Avevano il cuore amareggiato come il Paese, erano povere; ma erano forti…

“Non abbiamo visto quei primi 15 anni, ma questo non significa che non li vedremo” ha gridato uno dei giovani all'Anıtkabir…

Le giovani ragazze hanno indossato le rivoluzioni compiute nei primi 15 anni della Repubblica come se fossero abiti da sposa bianchi…

“Viva la libertà” ha detto una ragazza confinata in casa e condannata al fanatismo…

“Viva la laicità” hanno detto le donne che non accettano di essere cittadine di seconda classe…

“Siamo uguali” hanno detto Aleviti, Sunniti, Curdi, Turchi, Circassi…

Come la schiacciata di Melisa Vargas, arrivata da Cuba e diventata turca, questa determinazione ha colpito il volto dei traditori a 128 chilometri orari…

È esplosa come uno schiaffo.

Gli operai hanno giurato di “riorganizzarsi”…

“Solidarietà” hanno detto impiegati e pensionati…

I mercanti di gas, i produttori di biscotti e le cricche hanno abbassato lo sguardo per la vergogna e hanno messo in discussione ancora una volta la loro stessa ragione d'essere…

*

Ieri non si celebrava la festa dello Stato…

La nazione ha celebrato la propria festa!

A dispetto di chi cercava di farli tacere; hanno cantato canzoni tutti insieme…

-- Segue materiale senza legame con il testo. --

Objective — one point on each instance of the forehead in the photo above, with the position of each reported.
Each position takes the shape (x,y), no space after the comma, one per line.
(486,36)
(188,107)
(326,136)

Hanno gridato gli inni più belli…

Non hanno certo dimenticato i bambini massacrati a Gaza, la perfida Israele e il suo collaboratore, gli Stati Uniti!

E ieri, in quelle piazze…

Negli occhi di quegli anziani, giovani, bambini, uomini e donne, Aleviti, Sunniti, Cristiani e non credenti…

Di sposati e celibi…

Di intellettuali, medici e ingegneri cacciati dal Paese, li ho visti.

Li ho visti ardere di passione…

Un grande incendio attende l'oscurità cieca…

Li ho visti mentre chiedevano scusa ad Atatürk per non aver saputo proteggere abbastanza il suo lascito, giurando al contempo che non avrebbero mai perso questo sacro affidamento!

*

Controrivoluzionari; non fatevi illusioni…

Non fate affidamento sulla vostra generazione rancorosa!

Ieri ho visto milioni di persone pronte ad affrontare i proiettili…

Ho visto i figli della Repubblica determinati a seppellire le vostre speranze.

Godetevi il vostro periodo di potere…

È evidente che sono i vostri ultimi anni…

Ieri, in ogni sguardo in cui mi sono imbattuto, ho visto Atatürk.